Human Rights Watch’s June 2008 report of its investigation into abuses in the conflict found that the Ethiopian National Defense Force and the ONLF had committed war crimes between mid-2007 and early 2008, and that the Ethiopian armed forces could be responsible for crimes against humanity based on the patterns of executions, torture, rape, and forced displacement.
These abuses have never been independently investigated. Ethiopia’s Foreign Affairs Ministry initiated an inquiry in late 2008 in response to the Human Rights Watch report, but that inquiry failed to meet the basic requirements of independence, timeliness, and confidentiality that credible investigations require. The government has repeatedly ignored calls for an independent inquiry into the abuses in the region.

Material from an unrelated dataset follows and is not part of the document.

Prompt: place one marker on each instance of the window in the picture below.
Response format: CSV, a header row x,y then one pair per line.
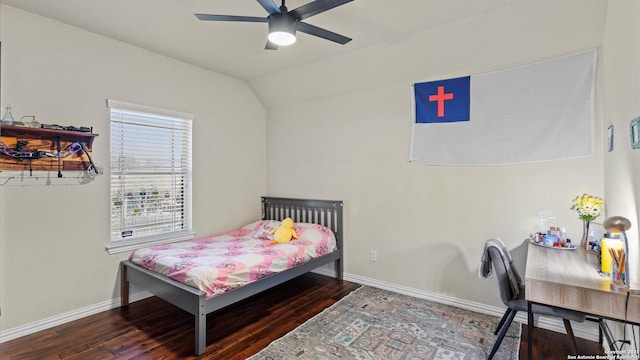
x,y
150,176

Since the escalation of fighting in 2007 the Ethiopian government has imposed tight controls on access to Somali region for independent journalists and human rights monitors. In July 2011 two Swedish journalists who entered the region to report on the conflict were arrested, convicted, and sentenced to 11 years in prison under Ethiopia’s vague and overbroad anti-terrorism law.
Gashaamo district, where the March 2012 events took place, is in Dhagabhur zone, one of the five affected by the conflict. However, it was not an area directly affected by fighting in previous years, and is largely populated by members of the ethnic Somali Isaaq clan, who are not generally perceived to be a source of support for the ONLF.